Performance of ionic-conducting ceramic/carbonate composite material as solid oxide fuel cell electrolyte and CO2 permeation membrane

Yongdan Li, Zebao Rui, Chun Xia, Matthew Anderson, Jerry Lin

Research output: Contribution to journalArticlepeer-review

118 Scopus citations

Abstract

Novel composite materials composed of an oxygen ionic-conducting ceramic oxide and a molten carbonate phase have recently been reported to be the promising materials for the electrolyte of intermedaite temperature (500-700 °C) solid oxide fuel cell (ITSOFC) and the membrane for high temperature (>500 °C) CO2 separation.
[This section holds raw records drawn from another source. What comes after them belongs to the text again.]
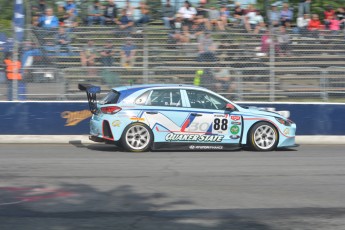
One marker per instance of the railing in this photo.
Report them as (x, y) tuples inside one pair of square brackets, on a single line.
[(313, 69)]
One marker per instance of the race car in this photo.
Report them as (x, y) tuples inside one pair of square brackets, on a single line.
[(182, 117)]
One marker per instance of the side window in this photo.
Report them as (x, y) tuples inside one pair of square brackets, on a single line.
[(142, 99), (165, 97), (204, 100)]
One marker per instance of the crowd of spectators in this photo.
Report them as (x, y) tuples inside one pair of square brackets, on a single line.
[(188, 23)]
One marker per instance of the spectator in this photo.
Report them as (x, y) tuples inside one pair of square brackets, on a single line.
[(314, 26), (61, 14), (341, 15), (70, 21), (302, 24), (110, 12), (129, 10), (107, 54), (329, 14), (267, 41), (207, 48), (199, 26), (177, 37), (12, 74), (49, 21), (41, 8), (88, 54), (201, 10), (188, 13), (128, 52), (144, 11), (63, 41), (284, 41), (303, 7), (95, 14), (71, 6), (223, 81), (274, 16), (224, 15), (254, 21), (125, 22), (286, 15), (238, 14), (334, 25), (168, 12), (215, 20)]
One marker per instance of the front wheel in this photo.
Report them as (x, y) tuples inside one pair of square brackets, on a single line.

This work reviews the recent progresses of these composite materials as ITSOFCs electrolyte and CO2 permeation membrane and reports the latest results of our group. The composite materials, i.e., samarium-doped ceria (SDC)-Li/Na/K2CO3 (43.5/31.5/25 mol%) and SDC-Li/Na2CO3 (50/50 mol%), were prepared and tested as the electrolyte for SOFCs, respectively. The CO2 in the cathode gas enhances the power output. At 650 °C, and with CO2/O2 used as the cathode gas, the fuel cell with SDC-Li/Na2CO3 (50/50 mol%) electrolyte gives a power output 1700 mW cm-2 at a current density 3000 mA cm-2. Another composite material made of Bi1.5Y0.3Sm0.2O3/molten carbonate (Li/Na/K2CO3, 43.5/31.5/25 mol%) was synthesized and used for selective permeation of CO2 at 500-650 °C. The CO2 permeation flux for the dual-phase membrane increases with the increase of temperature and reaches a maximum value of 6.60 × 10-2 mL cm-2 min-1 at 650 °C, with apparent activation energy for CO2 permeation of 113.4 kJ mol-1. These results further demonstrate that the ionic-conducting ceramic/carbonate composite material is an alternative choice as the ITSOFCs electrolyte and high temperature CO2 separation membrane material. The ionic transfer mechanism is discussed.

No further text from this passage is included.